The first side of this album is a near-flawless barrage of gritty guitars that crunch their way through verses and chime on the choruses. The rather obvious highpoint of all this is the standard, ‘Ever Fallen In Love’
, pop-punks’ colours well and truly nailed to the mast. But others, such as the bouncy ‘Just Lust‘
(the rhythm won’t leave your head for a long time) and the sprightly teenage anthem ‘Sixteen Again‘
stand up well in the face of such mighty competition, while chaotic minor-keys abound in ’Nostalgia’
and add a touch of menace. Lyrics about teenage doe-eyed obsessions are perfectly adequate, functional rather than Dylan-esque; that is, except when Shelley attempts the occasional horrible machinery metaphor:
Tells me what to do
When emotions blow a fuse
That aside, what truly stops this being a classic is the decidedly hit-and-miss second side. The energy doesn’t let up until the dire ‘Love Is Lies‘
, Steve Diggle taking vocals on this ill-fitting acoustic number that tries to be sentimental. The album never recovers properly from this stumble; the riffs that are left are milked for all they’re worth (’E.S.P.’)

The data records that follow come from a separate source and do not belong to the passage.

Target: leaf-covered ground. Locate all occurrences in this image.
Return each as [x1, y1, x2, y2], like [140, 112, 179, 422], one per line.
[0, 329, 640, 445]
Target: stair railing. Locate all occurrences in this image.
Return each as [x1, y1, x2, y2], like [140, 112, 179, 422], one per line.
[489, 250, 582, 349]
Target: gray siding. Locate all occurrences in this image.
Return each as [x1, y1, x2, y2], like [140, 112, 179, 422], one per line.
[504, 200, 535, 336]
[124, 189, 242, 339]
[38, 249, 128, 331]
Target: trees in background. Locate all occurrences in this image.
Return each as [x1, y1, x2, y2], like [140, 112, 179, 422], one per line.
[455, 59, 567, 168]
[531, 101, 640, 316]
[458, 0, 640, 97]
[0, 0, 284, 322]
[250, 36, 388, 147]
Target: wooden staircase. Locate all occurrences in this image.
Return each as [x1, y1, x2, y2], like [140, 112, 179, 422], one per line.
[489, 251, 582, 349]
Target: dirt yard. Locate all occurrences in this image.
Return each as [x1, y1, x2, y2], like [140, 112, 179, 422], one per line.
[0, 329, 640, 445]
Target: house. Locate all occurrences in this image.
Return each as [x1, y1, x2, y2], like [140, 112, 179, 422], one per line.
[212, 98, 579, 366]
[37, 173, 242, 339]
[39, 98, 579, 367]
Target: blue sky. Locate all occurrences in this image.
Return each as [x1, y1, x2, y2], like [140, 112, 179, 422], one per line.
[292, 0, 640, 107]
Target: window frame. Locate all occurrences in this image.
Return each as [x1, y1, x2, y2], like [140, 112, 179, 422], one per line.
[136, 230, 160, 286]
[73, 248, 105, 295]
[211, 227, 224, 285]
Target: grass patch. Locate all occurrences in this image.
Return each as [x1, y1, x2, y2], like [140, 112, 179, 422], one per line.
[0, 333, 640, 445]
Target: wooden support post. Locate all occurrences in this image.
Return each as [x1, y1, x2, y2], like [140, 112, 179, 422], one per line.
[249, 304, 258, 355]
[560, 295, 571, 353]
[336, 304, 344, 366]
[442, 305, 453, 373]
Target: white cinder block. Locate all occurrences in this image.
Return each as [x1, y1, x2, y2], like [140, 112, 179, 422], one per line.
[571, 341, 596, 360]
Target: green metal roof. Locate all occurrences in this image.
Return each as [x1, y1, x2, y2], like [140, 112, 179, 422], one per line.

, while the ending instrumental, despite a fake fade-out followed by a dramatic crashing return, is head-crushingly repetitive.
Thankfully, this 2001 reissue features four bonus tracks; singles and b-sides from before and after that follow the same short, sharp and snappy stylings of the first side. ‘Love You More‘
is surely one of the shortest A-sides ever, clocking in at a meagre 1:48. Simplistic as you like, choral ahh-ohhhs serve as the main hook, a practice repeated in ‘Promises‘
, their best single after the iconic ’Ever Fallen In Love’
. The stop-start nature of ‘Noise Annoys’
unfortunately means that the song more than lives up to its name, but b-side ’Lipstick’
finishes it all off nicely enough, with a return to those clear ringing guitar licks.
Perhaps the Buzzcocks come across more comfortably as a singles band; yet, Love Bites
is mostly a solid (if slightly shallow) effort, and it would be a shame for the many obscure gems on here to remain hidden. Anyone into honest classic punk should lap this up.